Trail Work Report and Pics for October 26-27, 2013

Well, the turnout has been light for the SWNSC trail work thus far, but things are still moving forward.  The club did get a new "trail cutter" brush cutting machine that has done a fine job in clearing out the incredible amount of aspen/locust/wild maple/rosehips, etc.  The thing took some assembly, but once put together and configured, Dave and I got it fired up.  He set it up to work on his tractor, which worked very well, but he did break a bolt in the main hitch, so he had to go to plan-B on connecting it.  He got most of the trail system cut, including cutting out the 2-dozen downed trees that were still blocking the lower road and the Point-O to M bypass.  He didn't make it up through that section of lower meadow, which still has a lot of aspen shoots to cut out.  We may have to hit that by hand.  See the new trail cutter in action below.  Click on the photos to make them larger.  Most of the trail system now looks like this!  Compare that to my post back in August of what the trails looked like then.  It's a HUGE difference!

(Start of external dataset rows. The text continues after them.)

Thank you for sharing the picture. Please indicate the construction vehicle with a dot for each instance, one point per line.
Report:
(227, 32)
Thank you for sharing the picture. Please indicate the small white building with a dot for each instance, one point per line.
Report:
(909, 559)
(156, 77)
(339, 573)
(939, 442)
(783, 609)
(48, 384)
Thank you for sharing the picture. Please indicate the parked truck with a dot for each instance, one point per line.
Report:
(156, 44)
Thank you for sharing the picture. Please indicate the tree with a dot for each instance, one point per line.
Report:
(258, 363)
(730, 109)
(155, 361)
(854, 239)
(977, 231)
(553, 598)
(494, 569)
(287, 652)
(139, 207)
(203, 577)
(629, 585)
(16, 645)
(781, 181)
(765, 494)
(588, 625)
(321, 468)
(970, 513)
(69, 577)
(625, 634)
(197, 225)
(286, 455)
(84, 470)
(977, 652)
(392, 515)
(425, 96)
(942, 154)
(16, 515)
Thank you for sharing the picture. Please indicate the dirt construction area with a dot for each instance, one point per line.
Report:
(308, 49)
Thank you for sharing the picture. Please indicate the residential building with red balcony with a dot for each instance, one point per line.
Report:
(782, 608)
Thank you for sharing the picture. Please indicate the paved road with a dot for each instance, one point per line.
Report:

Other areas of the trail still need some mop-up work with the hand brush-cutter where the big trail cutter didn't get (mainly the extreme edges in place, plus around big rocks).  The club also has a new Poulan hand brush-cutter, which we also got fired up and running yesterday.  I hit the zone from the trail head, out to where I was working on the burned ground grading problems on TJ's.

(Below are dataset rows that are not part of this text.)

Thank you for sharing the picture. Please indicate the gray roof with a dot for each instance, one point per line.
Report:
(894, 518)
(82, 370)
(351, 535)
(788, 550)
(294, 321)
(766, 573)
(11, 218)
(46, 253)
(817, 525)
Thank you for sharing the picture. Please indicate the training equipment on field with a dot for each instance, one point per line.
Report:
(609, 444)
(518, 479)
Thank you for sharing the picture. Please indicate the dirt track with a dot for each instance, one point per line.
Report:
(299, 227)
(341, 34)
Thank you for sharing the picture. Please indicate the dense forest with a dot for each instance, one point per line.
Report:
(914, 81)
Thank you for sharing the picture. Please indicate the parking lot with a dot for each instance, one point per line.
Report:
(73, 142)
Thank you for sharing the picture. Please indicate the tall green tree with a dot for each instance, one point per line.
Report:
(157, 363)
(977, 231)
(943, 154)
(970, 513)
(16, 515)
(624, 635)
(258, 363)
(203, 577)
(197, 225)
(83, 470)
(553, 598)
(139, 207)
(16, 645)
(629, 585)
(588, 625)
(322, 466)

There were almost 50 trees down blocking the trails in various areas where the fire really burned hot and actually burned all the organic material in the ground, especially around the roots of the burned trees.  This has made the situation unstable for the bigger, top-heavy trees.  One problem is that when one comes down, they peel up the ground and the roots of the other trees around them, causing several to fall at once (see my last trail work blog post for some pics).

Another problem we had was where the ground burned at the lower edge of the trail.  There is an obvious strip along that north-facing hillside where the trail traverses several times where the fire burned the ground.  One of the worst areas affected was TJ's trail.  The edge of the trail was either burned away altogether, or had big craters or burned out ditch lines where a root burned, or had slumped away from the lack of vegetation keeping the ground from "oozing" after big precip events.  At any rate, the trail was not in great shape and needed some work.

As part of an agreement and assessment with the Forest Service, the SWNSC is able to go in and fix these areas using mechanized equipment.  This must be done after the temperatures are consistently below freezing, so that the Jemez Salamander has had time to burrow in for the winter.  We started the process of fixing the trail shape and improving the grading last year, focusing primarily on those areas of the front hill and from Point A out to the end of the severe burn (near Point C).  Now, we're going in and fixing these stretches on the upper trails that suffered this ground burn.  We worked on TJ's this past weekend, and I think it was a success.  Below are some pics of the work and a little bit of how it looked afterward.  I wish I had taken some "before" pics to compare, but it would be hard to tell unless you were able to see it in person.  If you get a chance, go see the "new" trail.  It is quite a bit different now!  There are so many grass roots, that in a year or two, we won't be able to tell that anything was done.  I will also do some reseeding work later.  Here are some random pictures.  It's best to go see it for yourself:

The Espanola Ranger District Ditch Witch just starting the work on TJ's Saturday morning

A lower section from a distance, mainly we just built the lower berm here with the trees that had fallen

After hanging it up on Saturday evening

Trees all cleared out on TJ's and with a few "cut-and-fill" sections

A closer look at the cleared areas with the smaller sections of grading

Dave had to cut the brush in here pretty heavily, then we regraded a short section right in there as well
This is the upper leg of TJ's where the damage was worst.  The cut-and-fill work is more evident here and the trail was rebuilt on the lower side.  The edge of the grass strip in the middle was where the damaged lower edge had been before the work.

Looking the other direction, again the lower edge of the grass strip in the middle was where the lower edge had burned away.

This little machine does a nice job without causing too much incidental damage.

This area needed a lot of work.

You can see that a lot has been done and hopefully will make things nicer both in winter and summer.  There are still some "big ticket" items that we need help with.  Below is the list in order of priority:

1. Hange the fence!  
2. Cut aspen/locust shoots
3. Chainsaw out the remnants of old stumps still sitting in the trail (contact me about this)
4. Finish the inside walls of the equipment garage (we have a bad rodent problem =P  )

We hauled a lot of fencing up to Point A so that folks can start hanging it at their convenience.  I also dropped some off at the lower edge of the fencing that was never taken down last spring so that the project can begin there.  We have LOTs of ties in the shed.

We'll get the rest of the fencing hauled out into position as it goes up.  PLEASE help with this project if you can.  It might be best to have an organized day with a leader/organizer.  I am pretty swamped with a lot of things going on, so I'm hoping someone might take this project on.

Fencing at Point A ready and waiting to be hung up!